Let me close by underscoring that last point. UN organisations could well benefit from a disruptive innovation approach to programmatic change. Disruptive innovators might ask: instead of building health clinics, why not provide refugees with medical insurance? Instead of giving people food and non-food items, perhaps their autonomy would be enhanced if we gave them cash assistance? Instead of talking about the three sustainable solutions of return, resettlement and local integration, should we talk about a fourth, destabilising solution of labour migration, giving people work visas?

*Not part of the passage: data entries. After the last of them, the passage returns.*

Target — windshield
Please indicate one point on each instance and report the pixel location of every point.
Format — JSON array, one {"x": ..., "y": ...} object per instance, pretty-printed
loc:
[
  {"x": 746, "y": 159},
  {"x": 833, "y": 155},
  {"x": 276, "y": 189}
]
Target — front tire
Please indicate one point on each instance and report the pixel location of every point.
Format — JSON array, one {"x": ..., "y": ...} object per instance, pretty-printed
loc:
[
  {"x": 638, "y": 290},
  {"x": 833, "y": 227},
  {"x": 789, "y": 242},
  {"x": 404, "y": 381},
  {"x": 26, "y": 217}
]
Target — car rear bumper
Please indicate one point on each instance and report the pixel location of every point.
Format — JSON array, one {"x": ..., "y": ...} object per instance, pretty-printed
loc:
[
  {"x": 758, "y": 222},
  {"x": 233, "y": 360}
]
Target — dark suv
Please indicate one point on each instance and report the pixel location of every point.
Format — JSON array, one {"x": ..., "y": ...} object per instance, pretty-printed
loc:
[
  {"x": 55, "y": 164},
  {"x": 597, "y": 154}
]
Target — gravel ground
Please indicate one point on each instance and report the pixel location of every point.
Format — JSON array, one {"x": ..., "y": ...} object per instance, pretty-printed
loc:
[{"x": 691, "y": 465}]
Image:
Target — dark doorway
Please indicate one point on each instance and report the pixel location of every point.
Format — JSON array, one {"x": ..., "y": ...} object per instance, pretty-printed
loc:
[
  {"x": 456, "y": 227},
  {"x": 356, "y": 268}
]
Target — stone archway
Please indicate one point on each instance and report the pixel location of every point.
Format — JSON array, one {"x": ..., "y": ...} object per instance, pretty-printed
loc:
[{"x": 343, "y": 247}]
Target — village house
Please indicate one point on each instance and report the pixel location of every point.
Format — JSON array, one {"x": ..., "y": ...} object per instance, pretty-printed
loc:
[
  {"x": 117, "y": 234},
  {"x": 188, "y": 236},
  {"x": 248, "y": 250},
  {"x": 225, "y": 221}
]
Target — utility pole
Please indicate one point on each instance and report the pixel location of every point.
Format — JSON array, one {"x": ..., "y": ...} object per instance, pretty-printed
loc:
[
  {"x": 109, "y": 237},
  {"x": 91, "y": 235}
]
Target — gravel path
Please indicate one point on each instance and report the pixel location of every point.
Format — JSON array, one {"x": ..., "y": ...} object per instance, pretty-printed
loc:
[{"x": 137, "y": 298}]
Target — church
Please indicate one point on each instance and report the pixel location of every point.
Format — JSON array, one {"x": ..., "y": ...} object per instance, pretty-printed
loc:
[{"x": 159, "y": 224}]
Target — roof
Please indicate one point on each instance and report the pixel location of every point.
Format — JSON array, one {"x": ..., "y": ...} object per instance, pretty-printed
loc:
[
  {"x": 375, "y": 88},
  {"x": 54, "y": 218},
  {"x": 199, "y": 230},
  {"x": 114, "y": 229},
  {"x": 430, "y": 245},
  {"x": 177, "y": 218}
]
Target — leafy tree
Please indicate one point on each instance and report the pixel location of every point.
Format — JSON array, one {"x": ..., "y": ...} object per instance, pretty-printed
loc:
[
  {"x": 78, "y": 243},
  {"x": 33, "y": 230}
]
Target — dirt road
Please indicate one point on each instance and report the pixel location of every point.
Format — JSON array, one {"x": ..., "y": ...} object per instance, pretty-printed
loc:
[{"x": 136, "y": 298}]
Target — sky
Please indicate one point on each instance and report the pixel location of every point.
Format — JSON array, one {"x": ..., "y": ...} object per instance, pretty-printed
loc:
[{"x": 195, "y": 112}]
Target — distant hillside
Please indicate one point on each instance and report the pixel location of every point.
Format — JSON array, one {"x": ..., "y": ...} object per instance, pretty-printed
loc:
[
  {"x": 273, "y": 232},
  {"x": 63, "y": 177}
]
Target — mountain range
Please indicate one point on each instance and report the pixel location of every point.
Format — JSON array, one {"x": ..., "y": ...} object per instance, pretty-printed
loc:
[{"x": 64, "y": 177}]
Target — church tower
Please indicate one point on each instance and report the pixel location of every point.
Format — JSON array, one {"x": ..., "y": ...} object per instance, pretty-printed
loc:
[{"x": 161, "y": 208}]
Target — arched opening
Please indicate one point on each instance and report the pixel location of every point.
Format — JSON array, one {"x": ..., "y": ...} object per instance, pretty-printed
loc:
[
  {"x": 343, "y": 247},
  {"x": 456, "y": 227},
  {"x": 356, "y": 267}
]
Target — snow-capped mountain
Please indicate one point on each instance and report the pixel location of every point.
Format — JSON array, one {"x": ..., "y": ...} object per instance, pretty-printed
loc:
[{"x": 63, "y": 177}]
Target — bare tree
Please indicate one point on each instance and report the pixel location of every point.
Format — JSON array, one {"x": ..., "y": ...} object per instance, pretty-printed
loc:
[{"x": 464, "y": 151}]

These are potentially paradigm-shifting kinds of interventions.

We have created and we maintain a regime, an industry, a culture, of dependency through which humanitarian relief becomes long-term assistance. We know that we do not move quickly enough from relief to development and reconstruction, and that we do not have adequate strategies to foster self-reliance among displaced populations. This needs to change. We need new approaches that merge humanitarian and development programmes into a new paradigm for improving the lives of the millions of displaced persons in today’s world. This is a disruptive thought that has both deep programmatic and product implications, and it will surely face the usual obstacles to innovation – entrenched interests, and entrenched ways of thinking and acting.

I have suggested that innovation requires leadership, resources, incentives and partners. But ultimately success must begin with an organisation’s desire to change. This desire arises for humanitarian organisations, I hope and believe, not from motivations to preserve our own relevancy, or our ‘market share’, but from a deep and shared commitment to the work of relieving suffering, restoring hope and building robust human communities.

 

T Alexander Aleinikoff is UN Deputy High Commissioner for Refugees. www.unhcr.org

He also manages the UNHCR blog at http://blog.unhcr.org/globalviews/ and welcomes comments there on innovation. He can be contacted through rossfi@unhcr.org.

This article is adapted from his keynote address to the Humanitarian Innovation Conference in Oxford, 19 July 2014.

 

[1] See article by Alice Bosley.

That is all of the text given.